Through its 70-year history, the Department of Biochemistry has dedicated itself to operating at the inflection point of chemical and physical sciences with physiological, genetic, and biological sciences. The result? A better understanding of biological events at the molecular level.

1952: It all Starts with Engel
Through the leadership of Harold Young, then director of the Agricultural Experiment Station, the Department of Biochemistry and Nutrition was established. In 1952, he recruited Ruben "Charlie" Engel from Auburn University to lead the new department.

1953—1969: The Initial Years
When the building was occupied, additions to the faculty broadened the research expertise of the department. The department developed the biochemistry undergraduate major program, which was housed in the College of Arts and Sciences and the College of Agriculture.

1970—1989: The Second Generation
In 1970, the department reached a transitional point with the hiring of Bruce Anderson as department head. A new generation of faculty hires joined the department over the next 20 years that shifted the department’s research portfolio away from analytical and nutritional biochemistry and toward areas such as enzymology and molecular biology. The biochemistry building was renamed “Engel Hall” in 1988 in honor of Engel’s many contributions.

1990—1997: Undergraduate Excellence
Under William "Bill" Newton's leadership, faculty were merged between the Department of Biochemistry and Nutrition and the Laboratory of Anaerobic Microbiology, resulting in the present Department of Biochemistry. In 1994, the department was recognized as a University Exemplary Department for its outstanding research programs.

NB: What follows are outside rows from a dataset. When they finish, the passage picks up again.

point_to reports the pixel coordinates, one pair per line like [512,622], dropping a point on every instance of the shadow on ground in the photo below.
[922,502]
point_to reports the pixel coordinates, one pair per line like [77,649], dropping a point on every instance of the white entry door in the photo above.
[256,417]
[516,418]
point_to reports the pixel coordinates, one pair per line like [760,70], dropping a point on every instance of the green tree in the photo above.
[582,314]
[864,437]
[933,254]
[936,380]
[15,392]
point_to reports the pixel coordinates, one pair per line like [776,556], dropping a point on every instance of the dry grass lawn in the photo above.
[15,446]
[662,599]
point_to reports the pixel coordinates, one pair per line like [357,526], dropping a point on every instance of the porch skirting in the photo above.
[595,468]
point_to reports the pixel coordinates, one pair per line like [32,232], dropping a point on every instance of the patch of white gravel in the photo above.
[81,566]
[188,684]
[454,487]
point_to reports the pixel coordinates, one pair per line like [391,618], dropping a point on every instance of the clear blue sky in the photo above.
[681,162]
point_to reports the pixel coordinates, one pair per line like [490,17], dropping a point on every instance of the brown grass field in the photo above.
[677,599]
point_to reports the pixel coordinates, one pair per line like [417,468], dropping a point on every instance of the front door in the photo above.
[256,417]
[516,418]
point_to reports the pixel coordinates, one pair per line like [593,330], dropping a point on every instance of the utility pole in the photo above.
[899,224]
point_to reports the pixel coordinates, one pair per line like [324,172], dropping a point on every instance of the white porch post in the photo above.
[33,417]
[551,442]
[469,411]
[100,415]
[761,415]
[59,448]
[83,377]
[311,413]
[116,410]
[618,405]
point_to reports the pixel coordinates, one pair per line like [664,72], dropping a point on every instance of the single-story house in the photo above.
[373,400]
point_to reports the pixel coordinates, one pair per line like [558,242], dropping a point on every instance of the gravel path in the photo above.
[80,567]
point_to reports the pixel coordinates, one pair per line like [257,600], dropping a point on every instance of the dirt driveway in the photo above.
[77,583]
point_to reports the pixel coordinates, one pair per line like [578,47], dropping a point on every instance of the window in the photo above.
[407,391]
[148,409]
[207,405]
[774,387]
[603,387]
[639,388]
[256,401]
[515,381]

1998—2004: Partnership with Fralin
The Fralin Life Biotechnology Center, now known as the Fralin Life Sciences Institute, served as a source of space and funds to develop new research initiatives for the Department of Biochemistry. Collectively, the department's faculty employed the broad spectrum of research tools to explore how organisms function and to assess unique attributes.

2005—2011: New Research Initiatives
Supportive faculty clusters were created to allow for growth in the new research funding climate. Under Peter Kennelly's leadership, the department recruited and expanded the development of the vector-borne disease research program and initiated new focuses in drug discovery and protein structure, function, and regulation.

2012—2019: Building Community
The expansion of the biochemistry undergraduate program resulted in the hiring of new faculty and the department saw a doubling in the graduate program. The department's commitment to research and inclusivity expanded with the creation of EngelPalooza, a biochemistry research showcase for students, funded by a grant through the Howard Hughes Medical Institute in 2019.

2020—present: Resiliency
To better serve all majors in biochemistry, the department became housed in a single academic unit within the College of Agriculture and Life Sciences. The renovation of facilities in Engel Hall, along with the acquisition of space in Steger Hall, has resulted in an expanded research footprint of the department.